Support Slurm execution #338

kyleam · 2024-12-06T22:37:09Z

This series adds Slurm support via a new bbi nonmem run slurm subcommand.

Overview

[01] cmd: move errpanic from sge to root
[02] cmd: remove unnecessary appends
[03] cmd: move template error checks immediately after call sites
[04] cmd: drop extra spaces from nmfe command string
[05] sge: simplify an append

These are cleanup commits that prepare for pulling out code from sge.go that will also be used for Slurm.

[06] local, sge: decouple script templates
[07] local, sge: do shell quoting at template level
[08] sge: convert qsub options to template directives

These commits move the qsub options to the template, so that submission command is reduced to qsub {submission script} and switching to submission command to Slurm can be done by swapping "qsub" for "sbatch".

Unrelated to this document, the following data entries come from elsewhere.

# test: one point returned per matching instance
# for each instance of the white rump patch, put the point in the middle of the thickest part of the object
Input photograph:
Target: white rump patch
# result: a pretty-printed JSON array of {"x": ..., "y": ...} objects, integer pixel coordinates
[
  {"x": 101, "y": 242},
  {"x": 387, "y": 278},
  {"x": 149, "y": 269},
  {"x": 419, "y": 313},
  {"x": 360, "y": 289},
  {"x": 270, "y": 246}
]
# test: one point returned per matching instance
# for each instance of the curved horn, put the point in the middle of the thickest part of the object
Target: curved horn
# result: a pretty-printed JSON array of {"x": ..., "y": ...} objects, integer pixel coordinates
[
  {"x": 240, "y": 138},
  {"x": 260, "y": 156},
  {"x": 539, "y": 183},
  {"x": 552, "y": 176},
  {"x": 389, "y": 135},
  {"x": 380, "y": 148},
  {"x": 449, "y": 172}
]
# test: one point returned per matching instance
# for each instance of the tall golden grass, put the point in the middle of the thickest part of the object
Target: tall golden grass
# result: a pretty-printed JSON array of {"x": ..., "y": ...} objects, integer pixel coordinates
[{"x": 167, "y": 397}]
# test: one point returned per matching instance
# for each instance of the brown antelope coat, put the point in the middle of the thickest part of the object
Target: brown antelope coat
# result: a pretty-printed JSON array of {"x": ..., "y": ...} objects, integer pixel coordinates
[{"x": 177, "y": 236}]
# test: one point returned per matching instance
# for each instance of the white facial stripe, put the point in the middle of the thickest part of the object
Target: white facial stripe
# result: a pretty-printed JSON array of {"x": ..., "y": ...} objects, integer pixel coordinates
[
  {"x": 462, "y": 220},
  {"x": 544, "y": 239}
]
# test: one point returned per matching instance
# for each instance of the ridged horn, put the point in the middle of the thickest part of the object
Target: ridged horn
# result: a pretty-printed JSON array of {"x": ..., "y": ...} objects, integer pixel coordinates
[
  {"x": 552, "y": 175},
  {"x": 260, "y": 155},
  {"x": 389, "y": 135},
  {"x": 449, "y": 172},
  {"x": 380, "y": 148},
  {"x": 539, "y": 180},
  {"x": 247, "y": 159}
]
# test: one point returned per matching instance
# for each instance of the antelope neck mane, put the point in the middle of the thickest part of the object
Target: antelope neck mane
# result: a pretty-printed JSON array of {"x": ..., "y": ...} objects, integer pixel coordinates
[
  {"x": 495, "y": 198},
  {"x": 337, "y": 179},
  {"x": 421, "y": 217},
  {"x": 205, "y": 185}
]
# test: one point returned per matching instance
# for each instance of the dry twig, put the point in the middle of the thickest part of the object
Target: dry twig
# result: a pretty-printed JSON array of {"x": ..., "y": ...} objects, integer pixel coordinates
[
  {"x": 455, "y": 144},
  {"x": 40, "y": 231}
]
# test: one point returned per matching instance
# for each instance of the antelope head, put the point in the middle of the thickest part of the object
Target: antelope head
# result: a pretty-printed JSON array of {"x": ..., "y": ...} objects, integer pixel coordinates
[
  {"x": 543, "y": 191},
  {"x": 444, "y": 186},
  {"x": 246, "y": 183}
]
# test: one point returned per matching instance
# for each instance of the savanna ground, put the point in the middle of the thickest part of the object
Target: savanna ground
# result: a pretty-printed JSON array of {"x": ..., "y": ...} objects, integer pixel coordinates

[09] sge: simplify the description of --grid_name_prefix
[10] sge: improve the description of --bbi_binary
[11] sge: drop sgeOperation struct
[12] sge: use consistent parameter name for SGEModel methods

More cleanup in preparation for splitting sge.go into shared code and SGE-specific bits.

[13] sge: decouple SGE-specific details from grid submission

This commit does the main work of the series, extracting the generic "submit to grid" code from sge.go to grid.go.

[14] run-integration-tests: adjust MPIEXEC_PATH for Metworx compatibility
[15] integration/nonmem: prune commented code in SGE tests
[16] integration/nonmem: drop test IDs from SGE tests
[17] integration/nonmem: extract SGE checks to test helpers
[18] vt-test: allow skipped tests

These commits prepare the integration tests for Slurm.

[19] nonmem run: support Slurm submission

This commit wires up and exposes bbi nonmem run slurm.

[20] slurm: include modquote test case

Adds a test case that works for Slurm but not for SGE.

errpanic is defined in cmd/sge.go but used throughout several cmd/ files, including ones that are conceptually "upstream" of sge. Move errpanic to root.go.

Several spots assign a slice of strings and then immediately and unconditionally append to it. Absorb the appended values into the initial assignment.

buildNonMemCommandString includes empty strings that get mapped to extra spaces in the final shell command (i.e. have no functional consequence).

nonMemExecutionTemplate is used by sge for writing the grid.sh script with the 'bbi nonmem run local ...' command and by local for writing the {run}.sh script with the nmfe command. local's use works, though it's a bit odd that it includes a '#$ -wd ...' comment directive that is only relevant for the SGE submission. An upcoming commit will add even more directives, and another will add a new template for Slurm. Replace nonMemExecutionTemplate with a dedicated template for local and SGE so that the local template doesn't contain several noop SGE directives.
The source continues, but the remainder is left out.